Now, I’ve never run a murderous inn in the Belle Epoque rural French countryside, but even from my pasty, law abiding, English perspective the mechanics of the game don’t quite re-create the theme of the game. That’s largely fine, since I don’t really want to know what its like to hack up passing peasants and bury them under my barn for money, but it doesn’t seem to re-create what would be fun about a game version of the theme either. What I mean is that I imagine a fun version of this sort of thing to be a little bit dark and a little bit farcical, and I always thought that the French were the masters of this sort of big building set farce. I imagine a process of juggling and stashing growing mounds of corpses and putting off the authorities when necessary by strange and comical means. But that never really transpires because the police only raid the hotel at the end of a stay, meaning that to have even an outside chance of being caught by them you need to have been on a shockingly careless murder spree for no strong reason with really no contingency or clean up plan at all, not least since the murdering itself doesn’t give you anything, it’s the burying that pays out. You almost need to be wanting to be caught for them to pick you up for your crimes, and when you do, you lose. I accept that this might pick up more in the multi-player game where police can be bribed away and players can pay to bury bodies in each other’s annexes, possibly undercutting a reasonable plan, but this is a solo review rather than a multi-player one, and in the solo game your hotel quickly becomes a conveyor belt of death for its unfortunate visitors. While this is satisfying to a degree its not really "fun" as such.

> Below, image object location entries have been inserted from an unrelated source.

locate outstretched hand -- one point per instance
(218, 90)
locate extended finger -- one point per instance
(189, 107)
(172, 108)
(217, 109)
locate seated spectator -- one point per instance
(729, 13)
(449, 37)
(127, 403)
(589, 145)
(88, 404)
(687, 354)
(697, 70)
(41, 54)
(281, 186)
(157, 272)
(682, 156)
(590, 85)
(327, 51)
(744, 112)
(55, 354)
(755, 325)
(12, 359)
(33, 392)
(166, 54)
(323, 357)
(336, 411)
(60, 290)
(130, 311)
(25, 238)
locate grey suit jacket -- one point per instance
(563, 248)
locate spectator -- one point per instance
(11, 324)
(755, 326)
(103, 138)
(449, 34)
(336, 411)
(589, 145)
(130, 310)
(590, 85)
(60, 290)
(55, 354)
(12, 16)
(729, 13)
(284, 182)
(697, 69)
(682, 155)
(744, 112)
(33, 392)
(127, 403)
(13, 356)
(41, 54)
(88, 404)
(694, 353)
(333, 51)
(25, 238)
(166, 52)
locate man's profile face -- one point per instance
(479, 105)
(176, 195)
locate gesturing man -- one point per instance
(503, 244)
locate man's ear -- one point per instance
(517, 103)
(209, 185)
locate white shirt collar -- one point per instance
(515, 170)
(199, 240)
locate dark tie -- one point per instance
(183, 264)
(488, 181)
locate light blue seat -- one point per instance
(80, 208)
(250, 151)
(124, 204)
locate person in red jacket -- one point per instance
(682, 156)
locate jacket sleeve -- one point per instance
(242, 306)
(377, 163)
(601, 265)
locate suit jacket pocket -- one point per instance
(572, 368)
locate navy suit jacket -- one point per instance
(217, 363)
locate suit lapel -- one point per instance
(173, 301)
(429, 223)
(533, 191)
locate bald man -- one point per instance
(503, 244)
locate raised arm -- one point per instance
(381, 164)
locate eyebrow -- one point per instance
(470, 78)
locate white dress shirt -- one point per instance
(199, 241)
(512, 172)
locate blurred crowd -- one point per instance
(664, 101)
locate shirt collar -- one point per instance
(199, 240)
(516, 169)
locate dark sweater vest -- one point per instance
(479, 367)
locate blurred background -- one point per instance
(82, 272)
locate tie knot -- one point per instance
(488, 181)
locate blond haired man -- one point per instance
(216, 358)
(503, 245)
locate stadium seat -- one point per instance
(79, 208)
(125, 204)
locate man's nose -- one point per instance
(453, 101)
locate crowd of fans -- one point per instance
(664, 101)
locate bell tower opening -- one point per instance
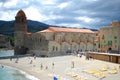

The other issue with the theme is the way that guests are wrangled as resources. While mechanically elegant it seems odd. You start with free peasants and use them to buy a bribery expert, who you use to buy a killing expert and a burying expert and set them to work like some sort automated murder team while you sit back and count the money rolling in. Your unseen Inn owner never actually does anything, they pay off their accomplices a fairly petty amount of money considering the tasks that they’re taking part in and become mighty rich in the process. It doesn’t feel as though it would be unreasonable to have had some kind of marker to represent yourself to some degree within the game itself to place the theme to some degree. I feel like I would quite like to know if its me cracking the local baron over the back of the head rather than the passing peacekeeper that I’ve tossed a few quid to for the job.

In conclusion, it is a solid and well running solo game. I suspect it would have run just as happily if it had come in as largely abstract, but the artwork is attractive and the theme both unusual and intriguing, so I’m willing to ultimately forgive that it’s a little superfluous. I’ll keep it in the rotation and happily play it again, which isn’t true for many solo games of this nature, so that has to be a good thing.